Here, \(\mathcal {X}^{[i]}_{r}\) represents the final character-level embedding for the words, \(\mathcal {X}^{[i]}_{b}\) signifies the POS embedding of the words, and \(\mathcal {X}^{[i]}_{w}\) corresponds to the input word embeddings obtained from the fastText model. To classify the target words, this embedding \(\mathcal {H}\) is passed to the classification network denoted as \(f_C(.; \theta _C)\), which is modeled as a single-layer neural network. This network is responsible for predicting the target word.

4.3.1 Modeling coarse cluster distributions

To leverage both labeled and unlabeled data, we adopt a method that learns a coarse cluster distribution from the generalized multi-view word embedding, denoted as \(\mathcal {X}_{g}\), derived from \(f_G\). We assume that the learned embeddings \(x_g^{[i,j]}\) of words within a given ingredient expression follow a Gaussian mixture distribution with a predefined number of components denoted as \(\mathcal {C}\). In this study, we set \(\mathcal {C}\) to the number of classes.
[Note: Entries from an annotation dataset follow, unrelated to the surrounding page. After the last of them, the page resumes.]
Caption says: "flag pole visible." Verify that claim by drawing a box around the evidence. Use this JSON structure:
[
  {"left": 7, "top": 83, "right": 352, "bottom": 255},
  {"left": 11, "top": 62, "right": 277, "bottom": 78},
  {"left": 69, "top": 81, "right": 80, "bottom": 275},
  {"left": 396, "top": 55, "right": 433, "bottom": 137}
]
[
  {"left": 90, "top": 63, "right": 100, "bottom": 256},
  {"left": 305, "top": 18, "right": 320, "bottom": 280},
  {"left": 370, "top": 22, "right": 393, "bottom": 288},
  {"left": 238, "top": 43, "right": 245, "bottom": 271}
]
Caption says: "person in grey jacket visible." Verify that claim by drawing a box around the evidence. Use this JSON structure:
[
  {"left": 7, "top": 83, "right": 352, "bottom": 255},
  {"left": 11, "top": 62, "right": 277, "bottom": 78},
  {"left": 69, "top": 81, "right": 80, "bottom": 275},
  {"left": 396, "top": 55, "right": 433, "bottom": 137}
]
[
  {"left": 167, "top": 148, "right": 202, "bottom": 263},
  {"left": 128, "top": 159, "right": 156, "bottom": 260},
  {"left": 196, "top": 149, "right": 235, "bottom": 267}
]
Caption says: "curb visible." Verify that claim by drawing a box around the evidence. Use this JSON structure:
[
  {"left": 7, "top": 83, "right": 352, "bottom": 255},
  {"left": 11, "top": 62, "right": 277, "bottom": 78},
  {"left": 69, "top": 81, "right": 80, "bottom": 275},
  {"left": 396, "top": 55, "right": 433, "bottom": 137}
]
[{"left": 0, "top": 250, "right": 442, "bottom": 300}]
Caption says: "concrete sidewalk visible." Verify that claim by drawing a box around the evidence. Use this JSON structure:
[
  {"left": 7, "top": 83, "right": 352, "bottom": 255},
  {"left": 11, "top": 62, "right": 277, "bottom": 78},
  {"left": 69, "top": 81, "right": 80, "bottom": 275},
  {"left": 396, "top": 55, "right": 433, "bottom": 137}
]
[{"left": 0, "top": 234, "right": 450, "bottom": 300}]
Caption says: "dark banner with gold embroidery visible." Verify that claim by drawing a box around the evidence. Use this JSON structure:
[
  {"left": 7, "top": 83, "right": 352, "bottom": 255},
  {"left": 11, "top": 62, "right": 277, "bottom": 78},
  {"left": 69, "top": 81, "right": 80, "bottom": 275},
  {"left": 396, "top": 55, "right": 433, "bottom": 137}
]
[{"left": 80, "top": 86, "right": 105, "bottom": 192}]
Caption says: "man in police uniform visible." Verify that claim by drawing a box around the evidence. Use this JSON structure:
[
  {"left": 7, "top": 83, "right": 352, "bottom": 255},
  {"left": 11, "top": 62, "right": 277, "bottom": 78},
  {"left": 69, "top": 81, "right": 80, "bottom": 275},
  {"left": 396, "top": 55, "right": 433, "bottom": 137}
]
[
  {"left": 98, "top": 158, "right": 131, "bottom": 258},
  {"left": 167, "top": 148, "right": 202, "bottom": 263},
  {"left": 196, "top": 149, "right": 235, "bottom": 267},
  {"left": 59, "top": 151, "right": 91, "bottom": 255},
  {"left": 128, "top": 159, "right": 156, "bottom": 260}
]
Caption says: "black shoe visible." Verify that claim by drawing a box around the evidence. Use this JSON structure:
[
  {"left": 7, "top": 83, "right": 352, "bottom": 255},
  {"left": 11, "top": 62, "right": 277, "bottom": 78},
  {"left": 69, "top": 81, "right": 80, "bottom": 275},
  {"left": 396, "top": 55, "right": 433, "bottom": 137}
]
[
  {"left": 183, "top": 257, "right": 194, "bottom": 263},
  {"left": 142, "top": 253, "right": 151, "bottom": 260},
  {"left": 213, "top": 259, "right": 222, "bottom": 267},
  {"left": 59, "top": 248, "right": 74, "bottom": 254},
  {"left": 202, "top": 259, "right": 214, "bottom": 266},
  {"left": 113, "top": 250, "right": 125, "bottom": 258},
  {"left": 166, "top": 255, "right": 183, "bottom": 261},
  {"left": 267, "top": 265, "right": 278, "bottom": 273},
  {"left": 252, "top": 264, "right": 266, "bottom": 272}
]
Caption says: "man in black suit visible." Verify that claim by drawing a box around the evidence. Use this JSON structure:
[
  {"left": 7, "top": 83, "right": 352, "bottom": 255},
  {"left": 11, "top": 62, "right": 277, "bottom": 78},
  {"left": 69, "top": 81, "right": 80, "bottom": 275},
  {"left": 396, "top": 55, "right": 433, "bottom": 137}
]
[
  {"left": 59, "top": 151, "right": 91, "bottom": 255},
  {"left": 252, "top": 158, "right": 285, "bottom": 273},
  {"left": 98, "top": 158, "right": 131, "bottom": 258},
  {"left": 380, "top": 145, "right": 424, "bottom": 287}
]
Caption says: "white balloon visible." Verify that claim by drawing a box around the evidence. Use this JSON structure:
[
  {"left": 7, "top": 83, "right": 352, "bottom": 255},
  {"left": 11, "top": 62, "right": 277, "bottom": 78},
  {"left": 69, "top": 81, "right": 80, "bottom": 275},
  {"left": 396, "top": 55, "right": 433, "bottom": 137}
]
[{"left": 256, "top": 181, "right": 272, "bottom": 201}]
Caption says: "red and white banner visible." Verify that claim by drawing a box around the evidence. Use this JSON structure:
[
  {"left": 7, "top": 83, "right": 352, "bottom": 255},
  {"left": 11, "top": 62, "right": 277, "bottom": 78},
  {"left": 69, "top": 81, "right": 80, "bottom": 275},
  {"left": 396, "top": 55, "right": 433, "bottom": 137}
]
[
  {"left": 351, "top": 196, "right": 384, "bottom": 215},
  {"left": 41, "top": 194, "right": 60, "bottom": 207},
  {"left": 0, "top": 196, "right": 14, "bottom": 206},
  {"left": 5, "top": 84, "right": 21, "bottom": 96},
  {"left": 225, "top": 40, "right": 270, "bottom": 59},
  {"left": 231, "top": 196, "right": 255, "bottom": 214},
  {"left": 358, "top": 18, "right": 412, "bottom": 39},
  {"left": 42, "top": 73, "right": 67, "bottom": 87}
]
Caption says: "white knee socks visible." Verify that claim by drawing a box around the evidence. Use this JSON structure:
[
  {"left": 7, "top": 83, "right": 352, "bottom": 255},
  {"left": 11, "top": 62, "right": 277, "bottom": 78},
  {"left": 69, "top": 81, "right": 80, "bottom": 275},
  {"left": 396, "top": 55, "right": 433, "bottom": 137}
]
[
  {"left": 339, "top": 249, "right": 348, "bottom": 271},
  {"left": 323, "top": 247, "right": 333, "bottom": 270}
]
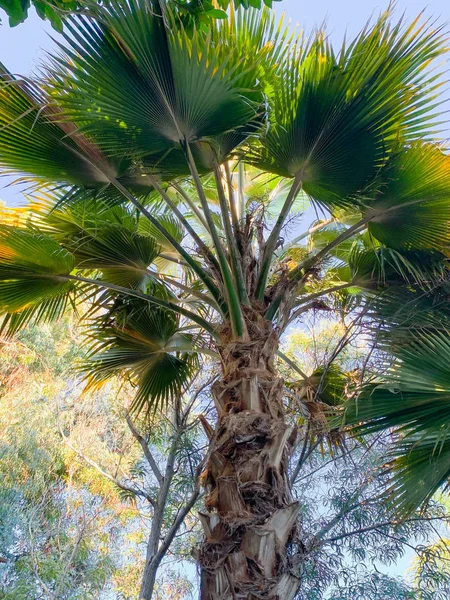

This choice of parameter is based on observed performance, leaving a detailed exploration of the optimal component size \(\mathcal {C}\) for this task for future research. The mixture distribution is parameterized by \(\beta = \{\pi , \mu , \sigma \}\), where \(\pi\) represents the mixture proportions, \(\mu = \{\mu _1, \mu _2, \cdots , \mu _{\mathcal {C}}\}\) signifies the means of the mixture components, and \(\sigma = \{\sigma _1, \sigma _2, \cdots , \sigma _{\mathcal {C}}\}\) corresponds to the variances of the mixture components. To model these parameters, we employ Variational Inference due to its ability to capture essential aspects of data generation processes while avoiding singularities (Akujuobi et al. 2020).

For our multivariate Gaussian distribution in d dimensions, we define the models as follows:

$$\begin{aligned} \mu _{k,d}&\sim \mathcal {N}(\delta _{k,d}, \gamma ^{2}_{k,d}) \quad 1 \le k \le \mathcal {C} \\ \sigma _{k,d}^{-2}&\sim \text {Gamma}(\kappa _{k,d}, \tau _{k,d}) \quad 1 \le k \le \mathcal {C} \\ \pi _k&\sim \text{Dirichlet}(\phi _k) \quad 1 \le k \le \mathcal {C} \\ q(\mu )&\sim \mathcal {N}(\mu _{k,d}, \sigma _{k,d}^{-2}) \\ q(\pi )&\sim \text{Categorical}(\pi ) \\ \end{aligned}$$

Here, \(\delta _{k,d}\) and \(\gamma ^{2}_{k,d}\) represent the mean and standard deviation of the component means’ variational posteriors, respectively. \(\phi\) indicates the concentration parameters of the Dirichlet variational posterior, while \(\kappa _{k,d}\) and \(\tau _{k,d}\) correspond to the shape and rate parameters of the Gamma variational posterior. The means are drawn from the approximate distribution \(q(\mu )\), while the probability of a data point being generated by any of the mixture components is modeled by \(q(\pi )\). Stochastic Variational Inference (Hoffman et al. 2013) is employed to approximate the variational parameters, following the “Bayes by Backprop” technique (Blundell et al. 2015).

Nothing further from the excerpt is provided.